- The Washington Times - Monday, September 21, 2009

Chris Cooley played a big part in the Washington Redskins’ offense Sunday in a 9-7 victory over St. Louis at FedEx Field. But inside the home locker room after the game, the Redskins’ tight end played some defense.

Asked more than once about his team’s inability to score a touchdown against one of the league’s weaker teams, Cooley, who had seven catches for 83 yards, insisted things were fine.

“We did very well,” he said. “We just weren’t able to punch it in.”

He added: “I thought we were much more consistent today. Up and down the field we had a lot of consistency. Jason [Campbell] did a great job protecting the ball. Other than the Santana Moss fumble, we really protected the ball. We made a lot of first downs.

“Would I like to score? Of course I’d like to score three or four touchdowns, which we should have done today,” Cooley added. “But it didn’t happen, and we still won. And I think the offense has a lot of confidence about what we did. When we watch the film, it’ll look much better than we already think it is.”

At that point, a reporter who just arrived politely prefaced his question about the offense by apologizing if it had already been asked. Affable, chatty and media-friendly most of the time, Cooley by now was clearly irked.

“Do you understand what we did offensively today?” Cooley said, raising his voice and looking at the reporter, a seasoned beat writer. “I’m sorry. I don’t want to offend you, but I thought offensively, other than scoring a couple of points, it was an outstanding football game.”

Someone might have ventured that, other than hitting the iceberg, it was an outstanding trip for the Titanic. But no one did, and the interview ended.

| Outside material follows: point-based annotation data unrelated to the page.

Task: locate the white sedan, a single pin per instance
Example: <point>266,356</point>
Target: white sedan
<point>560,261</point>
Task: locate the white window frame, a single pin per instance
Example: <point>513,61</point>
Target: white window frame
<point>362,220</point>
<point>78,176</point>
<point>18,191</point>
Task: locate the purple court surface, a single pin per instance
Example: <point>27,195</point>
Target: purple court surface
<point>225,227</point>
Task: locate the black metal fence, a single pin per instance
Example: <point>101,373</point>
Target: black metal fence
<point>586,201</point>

Although the Redskins never reached their destination, they did move in the right direction. Cooley, who last week scored the Redskins’ only offensive touchdown of the season, helped. On the Redskins’ second possession, which covered 83 yards and ended with the first of Shaun Suisham’s three field goals, Cooley caught four passes for 40 yards.

With opponents focusing on Moss, the team’s top wide receiver, Cooley presents a viable alternative. He has, after all, made the last two Pro Bowls.

“We weren’t necessarily trying to go to Cooley,” Redskins coach Jim Zorn said. “Jason did a nice job getting back to him when Santana Moss was covered.”

St. Louis eventually gave Cooley proper attention, but his 18-yard catch in the fourth quarter helped the Redskins maintain possession on third-and-10 and led to the Rams finally getting the ball back on their 4 inside the last two minutes. Four Marc Bulger passes fell incomplete, and the Redskins ran out the clock.

Washington might be getting closer to finding a solid No. 2 receiver to complement Moss, and it might be second-year wideout Malcolm Kelly. Starting for the second straight game, Kelly was thrown to six times and had four catches for 41 yards, including a 16-yard grab on second-and-15 on the Redskins’ final drive.

On the game’s first play, Kelly barely missed a deep pass that Campbell slightly underthrew, allowing cornerback Jonathan Wade to knock it away.

Limited to three catches and five games because of a knee injury during his rookie season, Kelly said he’s becoming more comfortable every week. He said he talks to receivers coach Stan Hixon “all the time” about getting the ball more, but he will wait before suggesting it to Zorn.

“Until I make it to the Pro Bowl, that’ll be the time I go up to him and tell him, ‘Hey, man, it’s open, it’s open,’ ” Kelly said.

The Pro Bowl?

“Maybe not the Pro Bowl, maybe down the road,” he said. “Maybe next year at some time. But, you know, I’m still treating it like this is my first year.”